Developed in the mid-1990s, Boole House comprises a three-storey, 42,000sq ft (3,902sq m) Grade A office block within the Beech Hill Office Campus. There are 119 dedicated car parking spaces with the building providing a generous ratio of one space per 350 sq ft.

The subject property is currently occupied in its entirety by Ericsson until April 1st, 2021. Ericsson has sublet part of one floor to RBK Accountants, and this presents an opportunity to negotiate a direct lease with RBK to see them remain in 7,000 sq ft. The new owner will also have the benefit of a statutory reinstatement settlement as part of the lease with Ericsson.
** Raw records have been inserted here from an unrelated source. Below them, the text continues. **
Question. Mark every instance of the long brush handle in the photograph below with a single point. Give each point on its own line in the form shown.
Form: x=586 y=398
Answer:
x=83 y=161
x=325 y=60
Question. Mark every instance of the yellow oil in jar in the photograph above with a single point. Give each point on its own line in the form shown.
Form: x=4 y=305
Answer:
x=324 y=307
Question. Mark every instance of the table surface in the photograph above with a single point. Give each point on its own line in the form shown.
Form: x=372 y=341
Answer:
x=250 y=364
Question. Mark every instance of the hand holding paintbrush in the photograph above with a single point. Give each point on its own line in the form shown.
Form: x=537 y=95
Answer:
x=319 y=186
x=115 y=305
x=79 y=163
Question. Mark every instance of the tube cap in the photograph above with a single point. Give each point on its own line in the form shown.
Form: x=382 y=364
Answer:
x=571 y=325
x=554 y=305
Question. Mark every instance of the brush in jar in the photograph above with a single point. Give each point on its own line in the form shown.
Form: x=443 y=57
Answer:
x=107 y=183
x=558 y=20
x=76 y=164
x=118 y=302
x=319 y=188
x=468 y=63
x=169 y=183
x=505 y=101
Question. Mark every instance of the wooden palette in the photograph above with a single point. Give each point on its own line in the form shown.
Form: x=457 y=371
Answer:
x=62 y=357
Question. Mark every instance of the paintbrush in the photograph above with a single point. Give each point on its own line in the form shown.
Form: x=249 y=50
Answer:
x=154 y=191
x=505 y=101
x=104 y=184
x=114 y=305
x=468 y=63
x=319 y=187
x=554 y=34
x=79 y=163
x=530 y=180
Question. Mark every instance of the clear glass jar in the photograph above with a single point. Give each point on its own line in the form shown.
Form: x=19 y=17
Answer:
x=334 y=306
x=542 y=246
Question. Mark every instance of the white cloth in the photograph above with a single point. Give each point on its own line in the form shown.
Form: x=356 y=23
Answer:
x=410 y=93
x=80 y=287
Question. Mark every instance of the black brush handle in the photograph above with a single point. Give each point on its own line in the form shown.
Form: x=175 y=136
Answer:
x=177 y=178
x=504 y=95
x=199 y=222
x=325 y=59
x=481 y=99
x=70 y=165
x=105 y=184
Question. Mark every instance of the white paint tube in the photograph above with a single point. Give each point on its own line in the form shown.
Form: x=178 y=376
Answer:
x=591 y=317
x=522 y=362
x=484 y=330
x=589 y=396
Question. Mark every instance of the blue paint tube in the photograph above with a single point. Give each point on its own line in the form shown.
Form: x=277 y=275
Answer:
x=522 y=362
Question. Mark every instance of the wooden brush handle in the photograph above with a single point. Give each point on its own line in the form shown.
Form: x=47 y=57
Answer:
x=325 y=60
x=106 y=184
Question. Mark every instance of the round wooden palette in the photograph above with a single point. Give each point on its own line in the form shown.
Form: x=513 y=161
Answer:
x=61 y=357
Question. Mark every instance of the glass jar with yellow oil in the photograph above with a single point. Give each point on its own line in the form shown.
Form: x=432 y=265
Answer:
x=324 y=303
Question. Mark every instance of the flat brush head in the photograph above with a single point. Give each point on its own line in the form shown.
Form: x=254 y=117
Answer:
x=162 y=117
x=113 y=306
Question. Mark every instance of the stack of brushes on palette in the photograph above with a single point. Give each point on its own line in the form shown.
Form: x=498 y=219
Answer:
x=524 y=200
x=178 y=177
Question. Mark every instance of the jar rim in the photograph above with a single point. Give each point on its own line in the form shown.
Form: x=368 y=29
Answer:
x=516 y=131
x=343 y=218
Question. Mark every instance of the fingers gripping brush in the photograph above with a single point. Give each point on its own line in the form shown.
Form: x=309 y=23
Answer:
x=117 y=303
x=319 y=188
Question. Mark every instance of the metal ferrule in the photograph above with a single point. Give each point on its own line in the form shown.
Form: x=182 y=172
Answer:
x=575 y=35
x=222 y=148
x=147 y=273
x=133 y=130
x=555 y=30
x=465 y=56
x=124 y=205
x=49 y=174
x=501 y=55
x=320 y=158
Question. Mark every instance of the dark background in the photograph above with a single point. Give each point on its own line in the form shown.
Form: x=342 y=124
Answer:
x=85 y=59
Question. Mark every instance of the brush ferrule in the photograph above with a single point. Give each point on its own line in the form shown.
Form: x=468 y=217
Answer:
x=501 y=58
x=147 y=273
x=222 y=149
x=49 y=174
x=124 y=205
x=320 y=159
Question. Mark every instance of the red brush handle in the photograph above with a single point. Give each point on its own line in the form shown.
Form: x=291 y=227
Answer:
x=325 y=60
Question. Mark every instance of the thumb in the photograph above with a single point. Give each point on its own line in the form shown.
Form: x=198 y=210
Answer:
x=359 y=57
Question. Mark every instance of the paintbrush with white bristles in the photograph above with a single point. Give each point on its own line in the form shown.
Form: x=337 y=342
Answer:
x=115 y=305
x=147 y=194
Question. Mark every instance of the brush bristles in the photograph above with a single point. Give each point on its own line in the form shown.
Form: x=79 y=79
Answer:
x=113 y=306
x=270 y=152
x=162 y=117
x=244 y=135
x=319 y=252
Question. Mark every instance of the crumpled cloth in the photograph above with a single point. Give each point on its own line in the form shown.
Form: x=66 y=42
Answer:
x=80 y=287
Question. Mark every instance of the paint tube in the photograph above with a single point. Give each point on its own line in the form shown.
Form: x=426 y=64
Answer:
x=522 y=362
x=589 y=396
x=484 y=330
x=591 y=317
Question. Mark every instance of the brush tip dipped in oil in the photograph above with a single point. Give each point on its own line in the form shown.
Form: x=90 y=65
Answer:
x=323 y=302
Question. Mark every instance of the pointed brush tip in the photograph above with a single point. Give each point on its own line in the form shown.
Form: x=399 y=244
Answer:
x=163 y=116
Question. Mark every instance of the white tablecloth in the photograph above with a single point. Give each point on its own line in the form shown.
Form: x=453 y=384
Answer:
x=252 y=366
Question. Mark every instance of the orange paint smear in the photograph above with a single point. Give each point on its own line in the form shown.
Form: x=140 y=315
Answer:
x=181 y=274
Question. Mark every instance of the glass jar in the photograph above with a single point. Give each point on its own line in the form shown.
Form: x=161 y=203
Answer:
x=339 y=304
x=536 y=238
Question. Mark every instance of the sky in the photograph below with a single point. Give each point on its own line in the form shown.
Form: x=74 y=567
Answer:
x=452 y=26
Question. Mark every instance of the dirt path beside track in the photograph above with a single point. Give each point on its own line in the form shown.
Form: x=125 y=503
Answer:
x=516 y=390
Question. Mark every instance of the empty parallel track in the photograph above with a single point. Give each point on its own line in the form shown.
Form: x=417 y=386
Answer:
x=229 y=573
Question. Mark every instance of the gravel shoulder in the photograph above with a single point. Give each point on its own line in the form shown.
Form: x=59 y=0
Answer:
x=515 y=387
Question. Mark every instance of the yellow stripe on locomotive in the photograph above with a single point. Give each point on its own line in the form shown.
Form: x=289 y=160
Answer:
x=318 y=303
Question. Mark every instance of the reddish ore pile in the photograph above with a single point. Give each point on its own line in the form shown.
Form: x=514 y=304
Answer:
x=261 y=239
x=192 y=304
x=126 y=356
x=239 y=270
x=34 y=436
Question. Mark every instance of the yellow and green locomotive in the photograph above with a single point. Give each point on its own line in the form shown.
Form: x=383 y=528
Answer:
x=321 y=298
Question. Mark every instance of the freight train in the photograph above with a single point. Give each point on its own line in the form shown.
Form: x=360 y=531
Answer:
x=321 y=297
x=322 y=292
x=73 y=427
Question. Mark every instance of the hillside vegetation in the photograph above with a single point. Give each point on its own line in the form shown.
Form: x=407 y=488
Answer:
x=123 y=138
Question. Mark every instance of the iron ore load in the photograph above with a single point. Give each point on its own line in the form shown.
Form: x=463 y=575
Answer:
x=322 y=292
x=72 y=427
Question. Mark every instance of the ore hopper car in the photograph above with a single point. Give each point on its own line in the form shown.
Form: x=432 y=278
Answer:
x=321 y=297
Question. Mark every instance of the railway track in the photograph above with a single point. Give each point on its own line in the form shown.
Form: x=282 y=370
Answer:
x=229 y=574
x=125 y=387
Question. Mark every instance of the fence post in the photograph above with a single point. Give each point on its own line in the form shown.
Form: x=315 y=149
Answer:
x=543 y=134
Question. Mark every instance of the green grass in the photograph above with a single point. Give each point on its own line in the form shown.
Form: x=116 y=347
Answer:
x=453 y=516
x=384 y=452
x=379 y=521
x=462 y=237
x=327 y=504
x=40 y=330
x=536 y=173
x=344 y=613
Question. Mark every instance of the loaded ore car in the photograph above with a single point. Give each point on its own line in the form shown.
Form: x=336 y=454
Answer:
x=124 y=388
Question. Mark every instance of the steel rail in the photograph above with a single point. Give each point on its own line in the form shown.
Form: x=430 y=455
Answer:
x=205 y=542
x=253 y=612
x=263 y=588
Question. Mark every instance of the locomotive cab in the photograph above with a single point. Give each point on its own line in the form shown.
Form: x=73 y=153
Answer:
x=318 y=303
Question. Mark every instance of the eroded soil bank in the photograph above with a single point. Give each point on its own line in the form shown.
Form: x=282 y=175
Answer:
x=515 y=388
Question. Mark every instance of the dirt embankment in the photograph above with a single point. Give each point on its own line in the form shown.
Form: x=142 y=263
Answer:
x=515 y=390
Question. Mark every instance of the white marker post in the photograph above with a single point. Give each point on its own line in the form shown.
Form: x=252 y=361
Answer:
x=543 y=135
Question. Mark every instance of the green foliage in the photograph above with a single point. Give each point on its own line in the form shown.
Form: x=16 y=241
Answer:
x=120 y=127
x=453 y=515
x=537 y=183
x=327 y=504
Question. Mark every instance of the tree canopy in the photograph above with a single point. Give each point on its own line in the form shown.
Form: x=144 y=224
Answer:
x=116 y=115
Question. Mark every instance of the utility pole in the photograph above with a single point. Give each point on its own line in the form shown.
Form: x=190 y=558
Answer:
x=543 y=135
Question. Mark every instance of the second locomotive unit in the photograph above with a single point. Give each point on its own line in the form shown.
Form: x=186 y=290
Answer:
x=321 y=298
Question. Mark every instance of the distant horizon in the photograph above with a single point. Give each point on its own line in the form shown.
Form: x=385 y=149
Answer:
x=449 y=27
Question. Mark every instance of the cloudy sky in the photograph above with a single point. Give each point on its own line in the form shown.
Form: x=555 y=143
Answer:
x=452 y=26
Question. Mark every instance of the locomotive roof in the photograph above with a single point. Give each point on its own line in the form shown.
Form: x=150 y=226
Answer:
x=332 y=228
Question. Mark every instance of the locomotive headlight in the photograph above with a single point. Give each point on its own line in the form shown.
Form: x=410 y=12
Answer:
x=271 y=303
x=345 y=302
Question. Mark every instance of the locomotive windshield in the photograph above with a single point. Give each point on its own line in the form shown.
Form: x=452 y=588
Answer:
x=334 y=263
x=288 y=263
Quite apart from securing ownership of Boole House itself, the prospective purchaser will also have the benefit of a speculative development site immediately adjacent to the existing property. The current owner has secured planning permission for a five-storey, 34,250sq ft (3,185sq m) office development. Additional information on this scheme can be obtained from Dún Laoghaire Rathdown County Council's website using the planning reference number: D18A/0657.

The sale of Boole House is expected to see strong interest from both Irish and international investors. Clonskeagh is widely recognised as an excellent location for employers thanks to its close proximity to Dublin's central business district. Paddy Power, Circle K, First Data, Omnicom, Novartis, Verifone, McDonald's and Brewin Dolphin are just some of the globally-recognisable names to have located in the area over recent years.

Deirdre Costello, who is handling the sale on behalf of JLL says: "We expect the sale of this property to attract widespread interest from a variety of both local and international investors due to the quality of the existing space combined with the development potential of the site."

The Layden Group has long been acknowledged as astute judges of Dublin’s commercial property market.

In 1992, and in the midst of a currency crisis, the group took its opportunity to buy the Dunnes Stores premises on South Great George's Street and the adjoining George's Street Arcade for a knockdown price of €2 million. In 2018, Dunnes Stores paid €21 million to secure the freehold interest in the supermarket, having rented it for 36 years.

Although the Layden Group has been approached on numerous occasions over recent years by investors and funds interested in acquiring the George’s Street Arcade, it retains ownership of the property.

The group’s stewardship of Dublin’s first purpose-built shopping centre has come to the fore during the Covid-19 pandemic. Having taken the decision to shut the premises at the outset of the crisis, the Layden Group informed the arcade’s 42 tenants of its intention to forgo all rent payments for the duration of the temporary closure.

While such generosity may run counter to the attitude or practice of other commercial landlords, the Layden Group’s consolidated financial statements for 2019 show it to be in rude financial health, with shareholder funds of €37.64 million.

Founded 42 years ago by Joe Layden, the group operates today with five family members as directors – Gwen, Siobhan, Anita, Jack and Catherine, as well as an existing director, accountant Thomas Lavelle.